A Carlos III y a sus hombres de gobierno les tocó desarrollar, entre 1759 y 1788, el más amplio esfuerzo reformador. Fue aquella la Edad de Oro del "absolutismo ilustrado". El mayor mérito que los historiadores de todas las tendencias han reconocido a Carlos III es el de haberse rodeado de ministros activos y bastante eficaces, en quienes depositó su confianza durante largos años y les permitió disponer de los recursos del poder.
La figura humana de Carlos III no es deslumbradora. No se trata de un hombre dotado excepcionalmente ni para la política, ni para el trato humano, ni para la guerra. Aunque valeroso, como lo demostró en la campaña de 1744, no quiso labrarse la aureola de héroe. En conjunto podríamos atribuirle las cualidades de una "aurea mediocritas".

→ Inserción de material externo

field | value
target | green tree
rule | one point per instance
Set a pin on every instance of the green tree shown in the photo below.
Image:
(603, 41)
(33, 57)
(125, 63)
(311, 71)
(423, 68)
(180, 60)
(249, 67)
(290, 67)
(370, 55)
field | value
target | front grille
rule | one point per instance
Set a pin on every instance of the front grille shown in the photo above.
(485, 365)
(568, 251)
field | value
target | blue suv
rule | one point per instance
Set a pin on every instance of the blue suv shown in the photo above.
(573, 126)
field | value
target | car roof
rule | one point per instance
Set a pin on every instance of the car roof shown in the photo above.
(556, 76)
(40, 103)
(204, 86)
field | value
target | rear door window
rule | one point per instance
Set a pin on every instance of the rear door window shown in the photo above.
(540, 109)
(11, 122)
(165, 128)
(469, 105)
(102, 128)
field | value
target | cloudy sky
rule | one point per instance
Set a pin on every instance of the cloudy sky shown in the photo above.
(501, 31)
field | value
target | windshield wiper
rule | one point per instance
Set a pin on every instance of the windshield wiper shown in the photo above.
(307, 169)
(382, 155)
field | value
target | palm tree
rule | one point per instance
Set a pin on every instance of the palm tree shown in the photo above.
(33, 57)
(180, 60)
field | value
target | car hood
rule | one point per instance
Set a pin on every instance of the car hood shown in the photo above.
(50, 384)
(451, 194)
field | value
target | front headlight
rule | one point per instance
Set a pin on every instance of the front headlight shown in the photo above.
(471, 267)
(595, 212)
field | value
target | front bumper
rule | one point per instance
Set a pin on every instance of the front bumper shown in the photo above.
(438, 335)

Hombre afectivo y bondadoso, de trato afable sin perder el sentido de la majestad, como nos lo describe el conde de Fernán Núñez en esa especie de "memorias" que redactó para conocimiento reservado de sus hijos. En cuanto a sus costumbres y hábitos de vida era metódico y ordenado hasta la exageración. Pues bien, este hombre de vida rutinaria y de inteligencia clara, aunque no brillante, nos ofrece la paradoja de haber sido el eje de la Monarquía reformadora y el sostenedor de los reformadores. Es por excelencia el Rey de los Ilustrados españoles.